This Dogon mask represents the ancient ancestress named Yasigi. She cultivated the red hibiscus plant and used its fibers to make the first fiber skirts worn by Dogon masked dancers. Yasigi is known as the "sister" of the masks, and her mask is always present when other masks perform. The mask's name is Satimbe, which means "superimposed sister," and refers to Yasigi's position on top of the mask. She brandishes a beer ladle in her left hand in her role as beer maker for the first Sigi ceremony, a ritual held every sixty years to commemorate the making of the Great Mask of the dead. She holds a fly wisk in her right hand to show her status as the first dignitary of the Sigi. Dogon masks are box-shaped, and most represent wild animals of the bush. The masks appear at funerals to usher the spirits of the dead from the village to the bush where they belong, thus restoring the order of the world. According to the Dogon philospher, Ogotemmeli, "The masked dancers are the world; and when they dance in a public place, they are dancing the process of the world and the world order."
Among the Chokwe peoples, masked dancers perform in villages during the initiation period, when newly circumcised boys are secluded for instruction in the initiation lodges. The name of this mask means "young woman." It represents a female ancestor who died at a young age, and thus is a reminder of the theme of death which is part of the initiation experience of death and rebirth. The shape of the face is that of a deceased person, with sunken eye sockets and gaunt face. The "tears" carved under the eyes express the painful experience of loss through death. Pwo also idealizes feminine values; the dancer performs gracefully, and teaches good manners to the spectators. The power and elegance of the dancer's performance is supposed to bring fertility to the women of the village. The mask's filed teeth and decorative scarifications reproduce the appearance of initiated young women.

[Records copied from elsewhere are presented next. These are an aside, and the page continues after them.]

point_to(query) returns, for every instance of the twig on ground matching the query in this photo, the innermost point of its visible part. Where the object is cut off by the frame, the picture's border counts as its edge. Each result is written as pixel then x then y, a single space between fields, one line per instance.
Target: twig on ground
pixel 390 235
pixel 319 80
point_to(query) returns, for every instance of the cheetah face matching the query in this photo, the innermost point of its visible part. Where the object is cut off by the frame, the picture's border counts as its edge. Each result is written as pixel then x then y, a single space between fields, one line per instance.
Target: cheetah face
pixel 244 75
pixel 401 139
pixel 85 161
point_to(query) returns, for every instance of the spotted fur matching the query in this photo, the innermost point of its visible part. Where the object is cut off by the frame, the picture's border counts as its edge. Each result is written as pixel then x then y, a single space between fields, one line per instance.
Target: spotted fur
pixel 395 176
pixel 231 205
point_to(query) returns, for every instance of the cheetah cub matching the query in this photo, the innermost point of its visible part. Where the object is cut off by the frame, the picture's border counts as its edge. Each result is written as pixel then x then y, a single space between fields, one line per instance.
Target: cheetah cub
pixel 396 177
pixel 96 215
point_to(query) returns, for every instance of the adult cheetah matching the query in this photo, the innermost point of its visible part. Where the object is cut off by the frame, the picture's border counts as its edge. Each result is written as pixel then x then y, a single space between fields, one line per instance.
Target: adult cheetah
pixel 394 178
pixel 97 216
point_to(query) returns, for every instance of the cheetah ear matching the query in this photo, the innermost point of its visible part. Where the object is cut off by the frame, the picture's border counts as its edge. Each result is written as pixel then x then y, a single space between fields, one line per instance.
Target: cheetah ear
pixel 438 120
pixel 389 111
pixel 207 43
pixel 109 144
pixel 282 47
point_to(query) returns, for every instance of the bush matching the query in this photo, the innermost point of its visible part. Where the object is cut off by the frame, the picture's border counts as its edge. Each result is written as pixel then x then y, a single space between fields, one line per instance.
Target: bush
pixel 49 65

The Yaka make several distinctive masks for boys' initiation ceremonies. The mask shown here with the upturned phallic nose is called Ndeemba. It is a bell shaped mask with a human face surrounded by a large raffia coiffure, and crowned with a projecting disk and decorative extensions tied together at the top. Worn by the initiation leaders during the initiation rites, the mask represents the face of the Yaka ancestors who established the boys' initiation ceremonies. The Yaka say that the masked dancers transmit the generative vitality of the ancestors to their descendants and especially to the initiated youngsters who represent the new generation. The masks bring the newly circumcised boys face to face with the sexually explicit image of their forefathers, suggesting that male sexuality is an intergenerational bond. The mask also symbolizes solar, lunar, and earthly forces of fertility. The circle around the face depicts the course of the sun in the sky; the upturned nose signfies sun's fertilization of the earth; the projecting disk represents the lunar cycle; the bulging eyes signifie the new moon and the full moon.